Known as MapD, or massively parallel database, the new technology achieves big speed gains by storing the data in the onboard memory of graphics processing units (GPUs) instead of in central processing units (CPUs), as is conventional. Using a single high-performance GPU card can make data processing up to 70 times faster.
Right now the prototype technology is being demonstrated on tweets; it can show how a meme is propagating in real time on regional or world maps (watch “Visualizing Big Data in Milliseconds on Cheap Computers”). Many large-scale Twitter visualizations—including animated maps and charts—take several seconds or longer to process data before it can be displayed. With MapD, a user can adjust search terms and other parameters—like time frame or geographical region—and see a new visualization instantly, without having to wait for each new map and animation to compute and load.
This public interface can be used to visualize 50 million geocoded tweets posted between September 28 and October 6. The tool allows users to explore different search terms, examine broad geographical trends, and zoom in on each tweet.

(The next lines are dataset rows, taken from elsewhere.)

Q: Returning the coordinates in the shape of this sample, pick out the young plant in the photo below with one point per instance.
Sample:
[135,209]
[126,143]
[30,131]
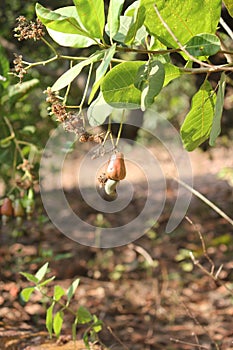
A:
[59,304]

For each of the 30 frames per second it generates when animating Twitter, Map-D scans all the tweets that have been loaded on the GPUs, constructing visualizations such as maps of how word usage—which could include mentions of a product name or news item—is propagating across a region or around the world in real time.
“The [existing Twitter visualizations] we know of are ‘canned’—based on some previous computation of a map or picture, rather than being truly interactive,” says Samuel Madden, a computer science professor at MIT. “We have built a new kind of database system. It will answer and also map every request by scanning through every tweet in the database, which can be done in just a few milliseconds.” The system can keep up the pace even if the database has hundreds of millions of tweets.
The technology was dreamed up last year by Todd Mostak, then a Harvard graduate student in Middle Eastern studies, who was frustrated by the sluggish processing he encountered as he tried to crunch social-media data sets from Egypt and elsewhere in the Middle East. “By building a tool to explore data sets like this in a truly interactive fashion, with latencies measured in milliseconds rather than seconds or minutes, we hope to remove a computational bottleneck from the process of hypothesis formulation, testing, and refinement,” Mostak says.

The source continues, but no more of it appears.